A Defensoria Pública do Estado do Rio de Janeiro (DPRJ) realizou, na manhã desta terça-feira (13), uma reunião estratégica no Núcleo de Defesa dos Direitos Humanos (NUDEDH) com representantes do Conselho Nacional de Justiça (CNJ) e do Programa das Nações Unidas para o Desenvolvimento (PNUD). O encontro teve como foco a construção de fluxos, projetos e possíveis convênios no âmbito do Programa Justiça Plural, iniciativa fruto de acordo de cooperação entre o CNJ e a PNUD.

Representando a DPRJ e à frente da agenda institucional, o Defensor Público e Coordenador dos Núcleos de Defesa Criminal (COCRIM) e de Defesa dos Direitos Humanos, Marcos Paulo Dutra Santos, conduziu a reunião, que contou ainda com a participação da juíza auxiliar da Presidência do CNJ e coordenadora do Programa Justiça Plural, Adriana Melonio; da assessora do CNJ, Natália Dino; e da coordenadora-geral Tatiana Moura.

Segundo o Defensor Público Marcos Paulo, a conversa evidenciou a capacidade institucional da DPRJ de oferecer atendimento integral e especializado a populações em situação de vulnerabilidade.

— Os eixos priorizados na reunião dialogam diretamente com a nossa estrutura interna, composta por núcleos especializados em temas como diversidade sexual, população idosa, pessoas com deficiência, violência estatal, tutela da mulher, igualdade racial, pessoas em situação de rua, refugiados e desaparecimentos forçados — destaca.

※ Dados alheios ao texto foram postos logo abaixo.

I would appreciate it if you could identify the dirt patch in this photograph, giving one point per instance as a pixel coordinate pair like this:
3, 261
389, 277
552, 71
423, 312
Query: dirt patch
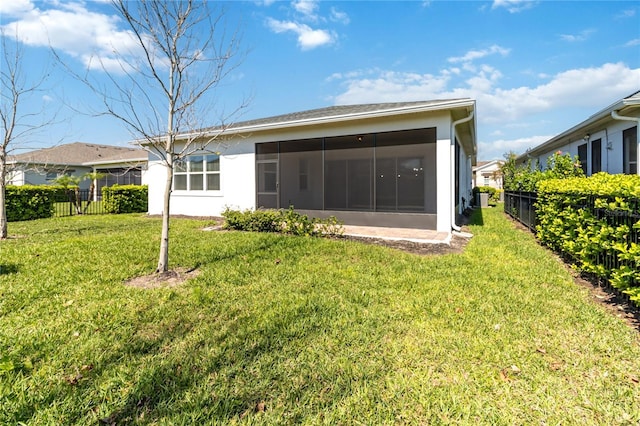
609, 298
167, 279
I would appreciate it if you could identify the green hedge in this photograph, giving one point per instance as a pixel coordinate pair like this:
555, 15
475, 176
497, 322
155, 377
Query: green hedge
526, 177
285, 221
30, 202
125, 199
594, 219
494, 193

Nesse sentido, o Defensor ressaltou que a multiplicidade de núcleos foi determinante para demonstrar ao CNJ a viabilidade de uma atuação articulada e abrangente. Segundo ele, houve questionamento sobre a capacidade da Defensoria em atender, de forma integrada, os diferentes segmentos priorizados, ao que a resposta foi positiva justamente pela existência dessa estrutura especializada, somada à coordenação de áreas estratégicas, como a saúde.

A articulação com o CNJ e o PNUD também foi apontada como um fator de qualificação da atuação da Defensoria no sistema de Justiça.

— Ter o suporte do CNJ em um projeto com as Nações Unidas amplia significativamente as possibilidades de atuação da Defensoria, seja no fortalecimento técnico, na oficialização de fluxos ou no reconhecimento institucional da Defensoria como porta de entrada na tutela dos direitos humanos junto ao Poder Judiciário — afirmou Marcos Paulo.

Durante o encontro, foi sugerido o estabelecimento de diálogos bilaterais entre o CNJ e as coordenações dos núcleos especializados da DPRJ, a fim de respeitar as especificidades de cada eixo temático e viabilizar ações concretas. 

A expectativa é que a experiência da Defensoria Pública do Rio de Janeiro sirva de modelo para outras Defensorias do país e da América Latina, consolidando a instituição como referência nacional e internacional na promoção e defesa dos direitos humanos.